The leading term for $n=2$ is $\frac23\pi^2\log L$.

As has been mentioned in the comments, you can perform one half of the integrations explicitly:

$$ \begin{align} &\int_1^L\int_1^L\int_1^L\int_1^L\frac{\mathrm dx_1\mathrm dx_2\mathrm dx_3\mathrm dx_4}{(x_1+x_2)(x_2+x_3)(x_3+x_4)(x_4+x_1)} \\ =& \int_1^L\int_1^L\left(\int_1^L\frac{\mathrm dx_2}{(x_1+x_2)(x_2+x_3)}\right)\left(\int_1^L\frac{\mathrm dx_4}{(x_3+x_4)(x_4+x_1)}\right)\mathrm dx_1\mathrm dx_3 \\ =& \int_1^L\int_1^L\left(\frac{\log\frac{(x_3+L)(x_1+1)}{(x_1+L)(x_3+1)}}{x_1-x_3}\right)^2\mathrm dx_1\mathrm dx_3\;. \\ =& 2\int_1^L\int_1^{x_3}\left(\frac{\log\frac{(x_3+L)(x_1+1)}{(x_1+L)(x_3+1)}}{x_1-x_3}\right)^2\mathrm dx_1\mathrm dx_3 \\ =& 2\int_1^L\int_{1/x_3}^1\left(\frac{\log\frac{(x_3+L)(\lambda x_3+1)}{(\lambda x_3+L)(x_3+1)}}{\lambda x_3-x_3}\right)^2\mathrm d(\lambda x_3)\,\mathrm dx_3 \\ =& 2\int_1^L\frac1{x_3}\int_{1/x_3}^1\left(\frac{\log\frac{(x_3+L)(\lambda x_3+1)}{(\lambda x_3+L)(x_3+1)}}{\lambda-1}\right)^2\mathrm d\lambda\,\mathrm dx_3\;, \end{align} $$

The dominating factor here is $1/x_3$, whose integral goes with $\log L$. All orders of magnitude of $x_3$ contribute to that integral equally, so for large $L$ the contributions from orders of magnitude close to $1$ or close to $L$ make a negligible contribution; thus we can make the approximations $x_3+L\approx\lambda x_3+L\approx L$, $\lambda x_3+1\approx\lambda x_3$ and $x_3+1\approx x_3$, which yield

$$ 2\int_1^L\frac1{x_3}\int_{1/x_3}^1\left(\frac{\log\lambda}{\lambda-1}\right)^2\mathrm d\lambda\,\mathrm dx_3\;. $$

For large $L$ almost all contributions come from large $x_3$, so we can replace $1/x_3$ by $0$, which makes the inner integral independent of $x_3$ and yields

$$ \begin{align} 2\int_1^L\frac1{x_3}\int_0^1\left(\frac{\log\lambda}{\lambda-1}\right)^2\mathrm d\lambda\,\mathrm dx_3 &= 2\log L\int_0^1\left(\frac{\log\lambda}{\lambda-1}\right)^2\mathrm d\lambda \\ &= 2\log L\int_0^1\log^2\lambda\left(\sum_{n=0}^\infty\lambda^n\right)^2\mathrm d\lambda \\ &= 2\log L\int_0^1\log^2\lambda\sum_{n=0}^\infty(n+1)\lambda^n\mathrm d\lambda \\ &= 2\log L\sum_{n=0}^\infty\int_0^1\log^2\lambda\,(n+1)\lambda^n\mathrm d\lambda \\ &= 2\log L\sum_{n=0}^\infty\frac2{(n+1)^2} \\ &= 4\zeta(2)\log L \\ &= \frac23\pi^2\log L\;. \end{align} $$

Note that $\frac23\pi^2$ is one third of the surface area of the unit $3$-sphere.

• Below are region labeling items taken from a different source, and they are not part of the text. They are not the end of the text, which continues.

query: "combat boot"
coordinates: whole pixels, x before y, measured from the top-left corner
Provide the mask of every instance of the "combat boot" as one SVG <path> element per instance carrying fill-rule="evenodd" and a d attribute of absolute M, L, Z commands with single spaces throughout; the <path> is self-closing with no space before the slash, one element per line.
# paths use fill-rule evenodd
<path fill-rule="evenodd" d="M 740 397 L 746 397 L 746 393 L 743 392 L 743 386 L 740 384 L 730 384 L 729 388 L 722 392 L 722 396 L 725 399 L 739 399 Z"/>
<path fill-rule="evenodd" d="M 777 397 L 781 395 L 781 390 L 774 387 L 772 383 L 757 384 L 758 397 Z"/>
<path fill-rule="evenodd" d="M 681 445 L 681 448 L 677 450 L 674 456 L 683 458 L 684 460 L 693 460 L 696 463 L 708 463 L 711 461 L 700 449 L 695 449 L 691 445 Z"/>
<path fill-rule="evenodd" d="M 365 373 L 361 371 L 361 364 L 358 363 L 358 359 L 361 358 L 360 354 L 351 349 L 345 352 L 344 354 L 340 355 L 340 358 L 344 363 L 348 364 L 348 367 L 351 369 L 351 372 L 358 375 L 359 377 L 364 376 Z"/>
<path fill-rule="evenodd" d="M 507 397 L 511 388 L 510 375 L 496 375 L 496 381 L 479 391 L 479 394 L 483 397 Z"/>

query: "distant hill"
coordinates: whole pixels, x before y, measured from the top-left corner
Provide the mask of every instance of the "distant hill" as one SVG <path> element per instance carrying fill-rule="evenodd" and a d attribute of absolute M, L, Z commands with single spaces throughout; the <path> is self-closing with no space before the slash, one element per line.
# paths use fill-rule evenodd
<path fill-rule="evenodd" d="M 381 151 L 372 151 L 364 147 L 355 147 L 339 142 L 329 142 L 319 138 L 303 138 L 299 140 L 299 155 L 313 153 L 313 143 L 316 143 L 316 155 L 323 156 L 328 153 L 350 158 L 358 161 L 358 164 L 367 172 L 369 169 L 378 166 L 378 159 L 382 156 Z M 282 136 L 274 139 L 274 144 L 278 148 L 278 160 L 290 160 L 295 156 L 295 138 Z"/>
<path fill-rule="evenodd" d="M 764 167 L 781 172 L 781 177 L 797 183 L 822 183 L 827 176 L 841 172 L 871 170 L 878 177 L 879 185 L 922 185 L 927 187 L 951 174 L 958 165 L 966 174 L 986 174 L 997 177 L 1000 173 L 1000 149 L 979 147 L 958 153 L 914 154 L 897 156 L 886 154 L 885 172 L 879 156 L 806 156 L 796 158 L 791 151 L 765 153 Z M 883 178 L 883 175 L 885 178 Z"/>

We can express the $x_i$ in hyperspherical coordinates; then the radial integration yields $\log L$, and we can roughly regard $\frac23\pi^2$ as the integral over the angular coordinates.

Here's a logarithmic plot of essentially exact values obtained by Gaussian quadrature of the two-dimensional integral (transformed to $\log x_1$ and $\log x_3$ to improve convergence):

The green line is $\frac23\pi^2\log L-24$; the $24$ is from trial and error, and I didn't try to derive it.

The same approach can be used for $n\gt2$, though it may no longer be possible to perform the "angular" integration in closed form. For example, for $n=3$:

$$ \begin{align} &\int_1^L\int_1^L\int_1^L\frac{\log x_1-\log x_3}{x_1-x_3}\frac{\log x_3-\log x_5}{x_3-x_5}\frac{\log x_5-\log x_1}{x_5-x_1}\mathrm dx_5\mathrm dx_3\mathrm dx_1 \\ =&3\int_1^L\frac1{x_1}\int_{1/x_1}^1\int_{1/x_1}^1\frac{-\log\lambda_3}{1-\lambda_3}\frac{\log\lambda_3-\log\lambda_5}{\lambda_3-\lambda_5}\frac{\log\lambda_5}{\lambda_5-1}\mathrm d\lambda_5\mathrm d\lambda_3\mathrm dx_1 \\ \approx&3\int_1^L\frac1{x_1}\int_0^1\int_0^1\frac{-\log\lambda_3}{1-\lambda_3}\frac{\log\lambda_3-\log\lambda_5}{\lambda_3-\lambda_5}\frac{\log\lambda_5}{\lambda_5-1}\mathrm d\lambda_5\mathrm d\lambda_3\mathrm dx_1 \\ =&3\log L\int_0^1\int_0^1\frac{-\log\lambda_3}{1-\lambda_3}\frac{\log\lambda_3-\log\lambda_5}{\lambda_3-\lambda_5}\frac{\log\lambda_5}{\lambda_5-1}\mathrm d\lambda_5\mathrm d\lambda_3 \\ \approx&51.95\log L\;, \end{align} $$

where the coefficient in the last line was obtained by Gaussian quadrature (after transforming to $\sqrt\lambda_3$ and $\sqrt\lambda_5$ to improve convergence).